The fire that started at 8:46pm on Friday 21 August in Grammatiko, about 30km northeast of Athens, has split into several fronts going in all directions. One front threatened Varnavas, Grammatiko's neighbouring town to the north-northwest. Another burned its way to Sesi, the beach local to Grammatiko, due east, and was by one report threatening the ruins of Rhamnous, the 5th century Athenian garrison fort. Another front has burned west-southwest to Lake Marathon and another, further in the same direction, threatened homes in Stamata and was bound for Dionysos, which can be described as an outlying suburb of greater Athens. The fronts are so many that even well-funded local media have had trouble keeping track of them with the aid of helicopters. No one has ventured a number. The fire brigade speaks of one fire broken into many fronts.

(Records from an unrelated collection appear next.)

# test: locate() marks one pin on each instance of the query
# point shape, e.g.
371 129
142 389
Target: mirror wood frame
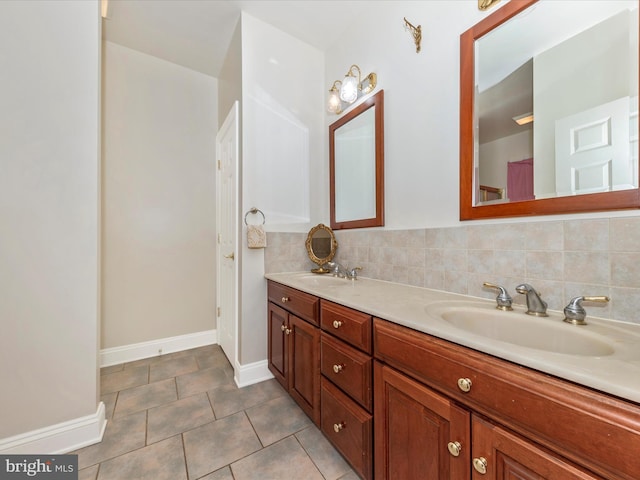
376 101
594 202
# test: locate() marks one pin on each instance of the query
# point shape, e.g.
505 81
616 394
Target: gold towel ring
254 211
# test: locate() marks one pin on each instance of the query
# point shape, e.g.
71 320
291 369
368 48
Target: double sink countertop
604 354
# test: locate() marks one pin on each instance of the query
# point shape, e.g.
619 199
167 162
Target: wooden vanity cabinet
347 382
294 345
523 424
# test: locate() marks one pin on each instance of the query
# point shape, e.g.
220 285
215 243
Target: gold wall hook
486 4
416 32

The fire is eating its way through thick pine forest and shrubland. Houses and farmsteads have been burned, but no-one knows how many. Television images suggested that outlying houses in the town of Grammatiko itself were about to be licked by flames 10 metres high.

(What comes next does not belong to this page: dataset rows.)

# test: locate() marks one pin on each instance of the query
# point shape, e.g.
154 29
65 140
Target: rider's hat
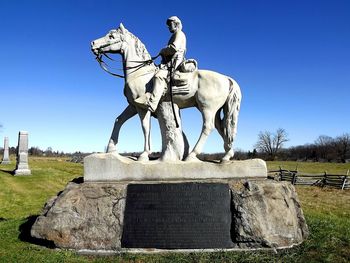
173 18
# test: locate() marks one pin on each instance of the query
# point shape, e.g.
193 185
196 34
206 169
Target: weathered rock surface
265 214
84 216
102 167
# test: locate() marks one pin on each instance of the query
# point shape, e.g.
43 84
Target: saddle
184 72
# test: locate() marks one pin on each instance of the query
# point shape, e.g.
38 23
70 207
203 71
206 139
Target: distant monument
6 157
177 202
22 167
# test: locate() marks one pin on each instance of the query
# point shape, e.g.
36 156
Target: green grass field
327 212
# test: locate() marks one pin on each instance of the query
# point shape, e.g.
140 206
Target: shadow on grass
78 180
25 235
12 172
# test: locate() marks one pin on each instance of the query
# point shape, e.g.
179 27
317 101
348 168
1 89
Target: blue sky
290 58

Firemen fought hard to douse a blaze in Magoula north of Athens yesterday. But a tally of the resources brought to bear gives an idea of the scale of this fire: At the height of operations today, 78 fire trucks supported by 32 tanker trucks, 12 Canadair water-dousing planes and eight helitankers along with a total of 260 men were losing this battle badly.

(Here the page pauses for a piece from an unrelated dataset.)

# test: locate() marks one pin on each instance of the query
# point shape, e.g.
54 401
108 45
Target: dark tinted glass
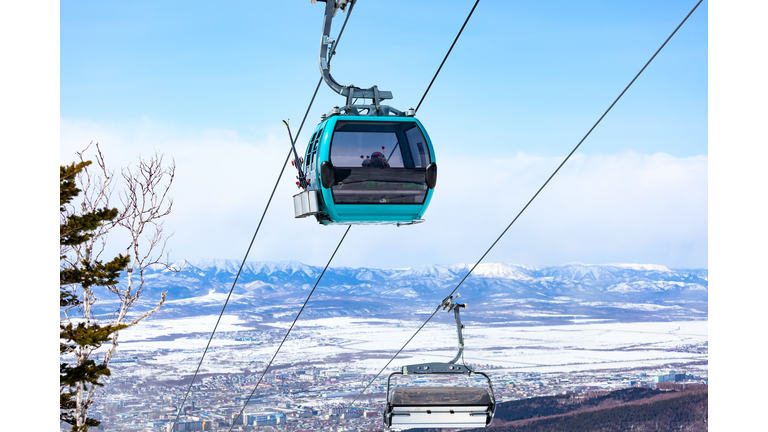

The sky over Athens told the whole story. Half was azure blue and cloudless, as nature meant it to be on this day. The other half was an evil mixture of charcoal-black opening to brown, so thick that it eclipsed the sun.
Summer camps and homes have been evacuated, with many people suffering from smoke inhalation. No casualties are yet officially reported. Even the army has retreated from a base in the area, no match for the seven-force gusts that are the key to the strength of this fire.
As we go into a second night of the blaze, it is unclear whether the fire fighters will be able to bring greater resources to bear on Sunday. Sixty fires started across Greece on Friday, another 65 on Saturday by late afternoon. With such tallies the fire brigade has to keep assets spread far and wide in anticipation of other potential disasters. Add to this the fact that a windy night favours fire because aircraft cannot operate in the dark. It is safe to say that dawn will reveal a very different eastern Attica to that which we knew until last week.